Merger of art and technology
Ahmedabad’s famous classical musical festival has kept true to its yearly schedule, going fully online this year, from January 1st to January 13th. “Of course, there are a lot of challenges, the most important being the “mahol” (the live feel), which will be missing,” says Prafull Abubhai, one of the advisors to Saptak Trust.
“Another thing that will be missing is the live Jugal bandhis, that was always well-appreciated.

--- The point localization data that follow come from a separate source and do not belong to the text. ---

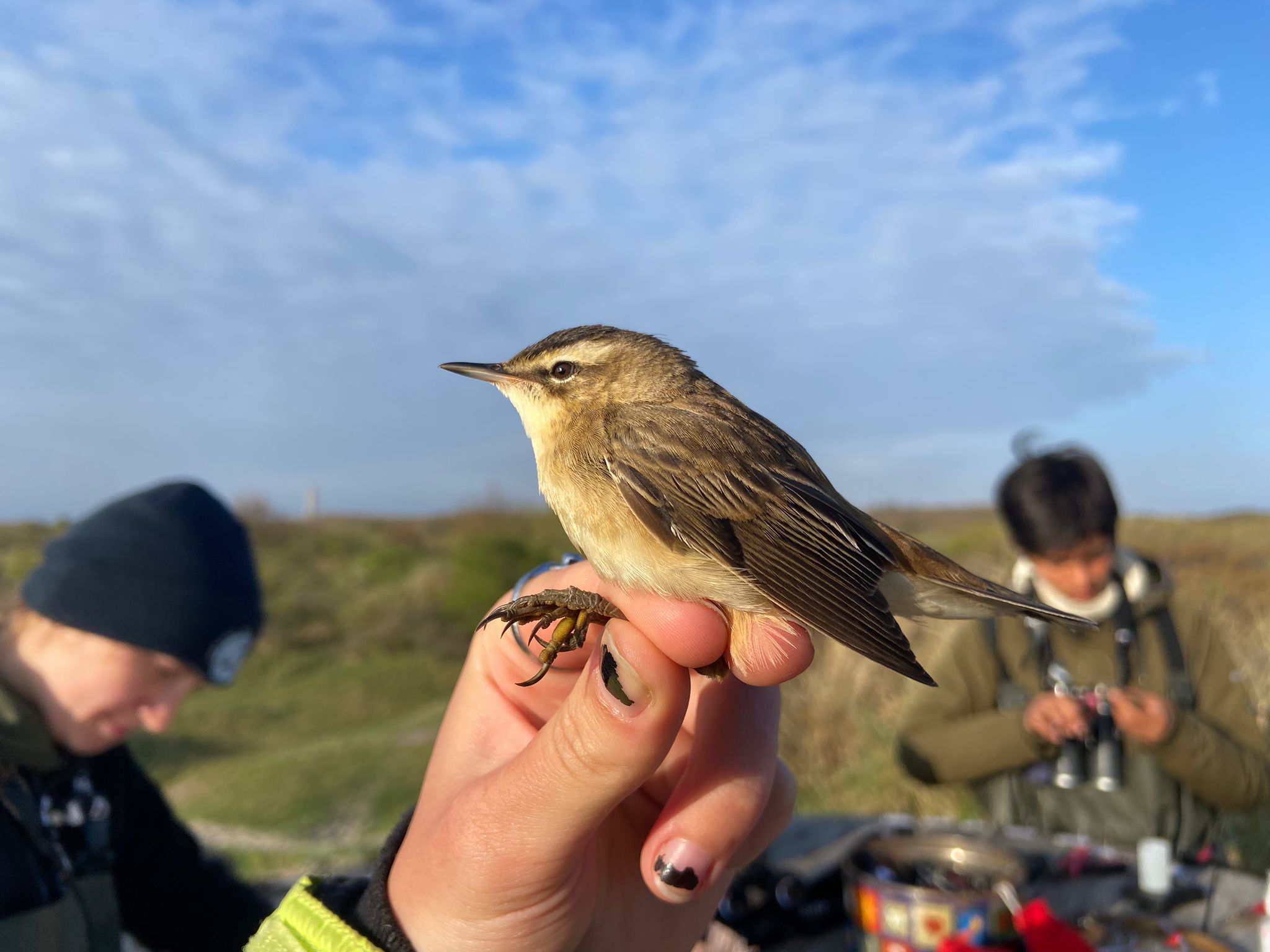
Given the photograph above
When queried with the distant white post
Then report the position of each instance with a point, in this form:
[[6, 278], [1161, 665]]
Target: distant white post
[[311, 503]]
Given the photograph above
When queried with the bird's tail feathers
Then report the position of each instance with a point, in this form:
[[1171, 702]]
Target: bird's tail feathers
[[928, 583]]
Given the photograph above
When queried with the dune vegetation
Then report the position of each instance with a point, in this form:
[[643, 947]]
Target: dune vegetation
[[311, 757]]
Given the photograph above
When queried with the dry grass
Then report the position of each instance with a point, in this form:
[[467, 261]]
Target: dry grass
[[367, 619]]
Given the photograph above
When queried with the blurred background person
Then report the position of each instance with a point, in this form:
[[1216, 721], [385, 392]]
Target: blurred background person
[[135, 607], [1183, 723]]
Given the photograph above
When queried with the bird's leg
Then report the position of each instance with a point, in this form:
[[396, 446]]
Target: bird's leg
[[574, 610]]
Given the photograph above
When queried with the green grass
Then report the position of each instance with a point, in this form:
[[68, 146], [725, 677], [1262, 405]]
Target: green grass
[[309, 759]]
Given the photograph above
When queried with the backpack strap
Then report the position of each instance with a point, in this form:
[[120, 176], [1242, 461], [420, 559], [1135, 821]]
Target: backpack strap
[[1181, 692]]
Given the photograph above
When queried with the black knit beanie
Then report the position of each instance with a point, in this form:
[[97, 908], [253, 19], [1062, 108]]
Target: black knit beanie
[[168, 569]]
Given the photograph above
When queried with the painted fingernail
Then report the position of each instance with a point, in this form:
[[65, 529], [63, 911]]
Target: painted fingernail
[[681, 867], [620, 679]]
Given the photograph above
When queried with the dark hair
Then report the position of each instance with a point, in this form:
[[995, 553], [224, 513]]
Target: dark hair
[[1055, 500]]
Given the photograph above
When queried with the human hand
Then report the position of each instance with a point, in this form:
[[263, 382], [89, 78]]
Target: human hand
[[1142, 716], [563, 818], [1055, 718]]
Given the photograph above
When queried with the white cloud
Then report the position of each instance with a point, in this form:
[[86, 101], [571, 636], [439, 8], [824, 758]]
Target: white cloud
[[253, 230], [1209, 88]]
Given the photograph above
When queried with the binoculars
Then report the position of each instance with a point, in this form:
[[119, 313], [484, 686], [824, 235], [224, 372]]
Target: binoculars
[[1099, 756]]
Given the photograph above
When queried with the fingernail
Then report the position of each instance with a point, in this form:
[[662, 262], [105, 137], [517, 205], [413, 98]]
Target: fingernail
[[681, 867], [621, 683]]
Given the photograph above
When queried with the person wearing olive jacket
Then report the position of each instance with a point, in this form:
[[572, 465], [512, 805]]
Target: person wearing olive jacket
[[131, 610], [1192, 748]]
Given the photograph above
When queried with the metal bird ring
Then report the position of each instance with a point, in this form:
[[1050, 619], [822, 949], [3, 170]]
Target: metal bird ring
[[567, 559]]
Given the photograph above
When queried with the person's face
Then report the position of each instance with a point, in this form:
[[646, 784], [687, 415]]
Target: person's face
[[1081, 571], [94, 691]]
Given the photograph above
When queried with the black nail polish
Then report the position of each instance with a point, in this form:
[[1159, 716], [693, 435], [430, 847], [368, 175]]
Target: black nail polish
[[609, 674], [683, 879]]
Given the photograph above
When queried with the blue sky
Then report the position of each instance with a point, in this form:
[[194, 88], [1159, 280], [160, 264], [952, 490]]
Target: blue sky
[[238, 238]]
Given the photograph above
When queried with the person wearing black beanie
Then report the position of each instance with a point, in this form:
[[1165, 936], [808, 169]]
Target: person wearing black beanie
[[138, 604]]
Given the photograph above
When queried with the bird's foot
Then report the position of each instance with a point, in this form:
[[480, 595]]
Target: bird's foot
[[573, 609], [717, 669]]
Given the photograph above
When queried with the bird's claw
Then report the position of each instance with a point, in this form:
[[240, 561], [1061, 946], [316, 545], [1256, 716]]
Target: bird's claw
[[573, 607]]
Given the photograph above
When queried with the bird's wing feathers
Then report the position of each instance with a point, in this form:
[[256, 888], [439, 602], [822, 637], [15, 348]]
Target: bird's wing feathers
[[756, 507]]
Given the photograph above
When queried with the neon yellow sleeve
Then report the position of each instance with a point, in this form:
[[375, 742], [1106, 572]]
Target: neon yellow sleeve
[[301, 923]]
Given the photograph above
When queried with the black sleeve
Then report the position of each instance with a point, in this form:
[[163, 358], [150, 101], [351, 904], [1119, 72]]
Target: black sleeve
[[365, 906], [173, 897]]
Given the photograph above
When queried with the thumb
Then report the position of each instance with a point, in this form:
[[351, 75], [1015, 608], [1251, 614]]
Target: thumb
[[611, 734]]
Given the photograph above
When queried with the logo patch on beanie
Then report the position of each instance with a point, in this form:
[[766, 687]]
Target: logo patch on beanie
[[226, 655]]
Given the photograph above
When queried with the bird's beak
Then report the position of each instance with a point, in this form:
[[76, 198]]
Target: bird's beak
[[491, 372]]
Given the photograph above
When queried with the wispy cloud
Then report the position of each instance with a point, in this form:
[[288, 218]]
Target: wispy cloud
[[1209, 88], [235, 239]]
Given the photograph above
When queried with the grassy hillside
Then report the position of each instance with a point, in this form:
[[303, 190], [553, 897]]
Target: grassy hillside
[[308, 760]]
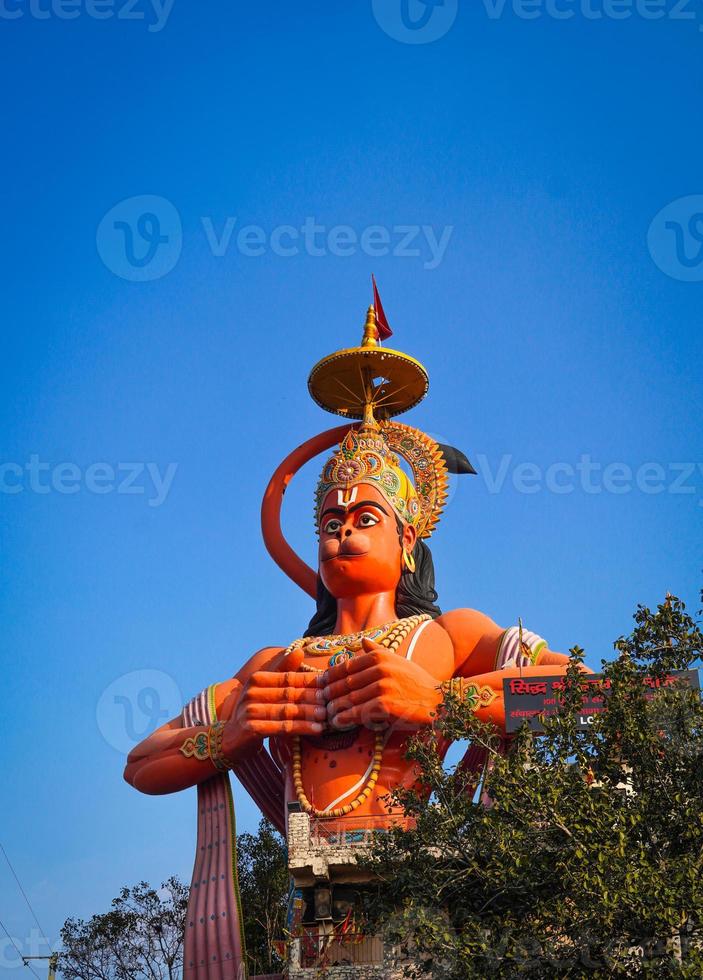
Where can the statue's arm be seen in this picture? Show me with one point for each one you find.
(481, 663)
(266, 697)
(476, 639)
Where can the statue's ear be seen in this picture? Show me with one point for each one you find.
(456, 461)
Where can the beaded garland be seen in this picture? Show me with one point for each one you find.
(346, 645)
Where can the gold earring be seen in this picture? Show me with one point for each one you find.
(408, 560)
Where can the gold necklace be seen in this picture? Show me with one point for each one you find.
(392, 635)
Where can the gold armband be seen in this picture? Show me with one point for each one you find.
(464, 690)
(207, 746)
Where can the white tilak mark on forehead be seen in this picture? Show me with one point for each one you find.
(346, 502)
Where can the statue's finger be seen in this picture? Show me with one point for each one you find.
(351, 666)
(355, 697)
(363, 679)
(372, 714)
(288, 678)
(297, 695)
(286, 712)
(273, 728)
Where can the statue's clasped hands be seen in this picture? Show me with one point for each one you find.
(375, 688)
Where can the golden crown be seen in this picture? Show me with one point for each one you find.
(374, 383)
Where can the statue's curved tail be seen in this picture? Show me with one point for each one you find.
(276, 544)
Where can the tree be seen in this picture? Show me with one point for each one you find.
(141, 936)
(589, 860)
(262, 863)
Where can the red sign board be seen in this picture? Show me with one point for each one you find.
(528, 698)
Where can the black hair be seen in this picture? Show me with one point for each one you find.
(414, 595)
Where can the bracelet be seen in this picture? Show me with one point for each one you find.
(215, 736)
(207, 746)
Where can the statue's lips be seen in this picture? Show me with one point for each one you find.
(346, 554)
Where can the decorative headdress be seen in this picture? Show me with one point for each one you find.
(370, 383)
(373, 383)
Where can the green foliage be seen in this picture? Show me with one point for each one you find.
(588, 862)
(141, 936)
(263, 881)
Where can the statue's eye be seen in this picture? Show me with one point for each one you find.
(367, 519)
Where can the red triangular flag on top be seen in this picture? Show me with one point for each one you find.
(384, 330)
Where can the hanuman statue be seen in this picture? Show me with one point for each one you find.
(322, 723)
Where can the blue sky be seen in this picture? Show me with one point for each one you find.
(527, 190)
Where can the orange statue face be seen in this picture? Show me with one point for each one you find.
(360, 548)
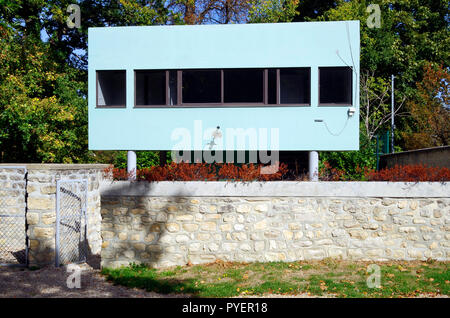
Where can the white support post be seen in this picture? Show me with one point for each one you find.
(131, 165)
(313, 166)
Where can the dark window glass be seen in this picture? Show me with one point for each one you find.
(272, 86)
(111, 88)
(201, 86)
(335, 85)
(150, 88)
(294, 86)
(173, 94)
(243, 86)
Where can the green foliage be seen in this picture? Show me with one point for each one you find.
(352, 162)
(412, 34)
(43, 115)
(342, 279)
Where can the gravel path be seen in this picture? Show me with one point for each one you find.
(51, 282)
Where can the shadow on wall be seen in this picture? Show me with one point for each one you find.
(134, 229)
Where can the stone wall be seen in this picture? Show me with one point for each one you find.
(40, 196)
(168, 223)
(12, 215)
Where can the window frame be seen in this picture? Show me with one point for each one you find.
(166, 93)
(222, 104)
(351, 88)
(96, 89)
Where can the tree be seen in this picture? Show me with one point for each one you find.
(375, 103)
(430, 110)
(272, 11)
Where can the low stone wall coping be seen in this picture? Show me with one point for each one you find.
(55, 166)
(276, 188)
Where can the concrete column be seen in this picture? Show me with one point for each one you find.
(131, 164)
(313, 166)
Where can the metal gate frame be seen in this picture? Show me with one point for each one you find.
(24, 216)
(59, 218)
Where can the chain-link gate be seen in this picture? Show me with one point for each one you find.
(13, 237)
(71, 221)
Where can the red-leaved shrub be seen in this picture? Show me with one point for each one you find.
(201, 172)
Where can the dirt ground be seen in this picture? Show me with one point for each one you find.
(51, 282)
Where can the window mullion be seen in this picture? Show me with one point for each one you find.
(278, 86)
(222, 87)
(179, 87)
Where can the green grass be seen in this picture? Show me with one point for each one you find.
(341, 279)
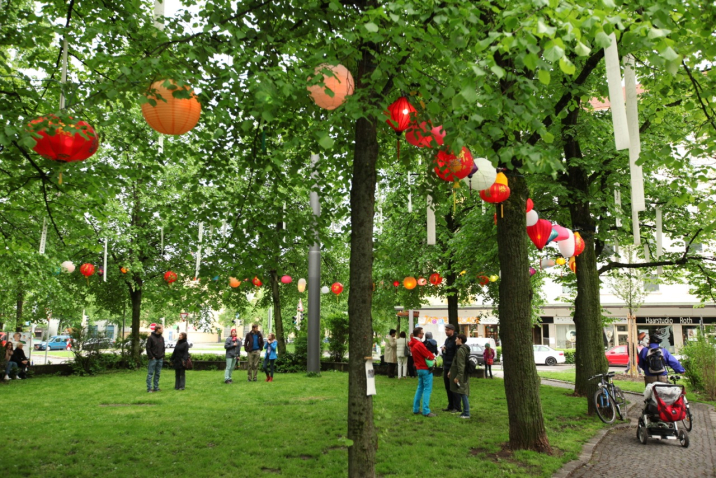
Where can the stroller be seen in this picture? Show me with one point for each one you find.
(664, 407)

But we decided not to do live recordings as there are issues of connectivity and uninterrupted performance,” he said.
See the festival calendar here.
What the artists will be performing uniquely for Saptak and in line with Saptak tradition, being online, the festival will also feature renditions from artistes like sarod maestro Aalam Khan, who are abroad. “We have kept nominal prices for tickets at $100 for international music lovers and a minimum of Rs 1,500 donation from our national patrons, for a season pass that covers 30 performances,” added Prafull.
Most artistes believe that the future lies in hybrid shows and performances, a mix of online and physical presence in some form. “We have realized that while we still prefer physical presence for instructional classes, online connect is ok for practice sessions,” says dance guru Chandan Thakore, Director, Nrutya Bharti, Ahmedabad. “We even did an Aarangetram was done at Scrapyard amphitheatre, with just 50 invitees presente and others attending online.” They have planned another show on January 10th for students who learnt Bharatanatyam online.
It never was an easy life for an artist and post-COVID it is going to be a struggle as a performer of of classical art forms, feels Chandan. “But classical dance instills tremendous self-discipline and life-skills along with the creativity and beauty of expression through dance.”
Merging online and offline means experimenting with a new reality says the dance guru. “The best thing that has happened is that the mental block of merging art and technology is completely broken,” adds Chandan.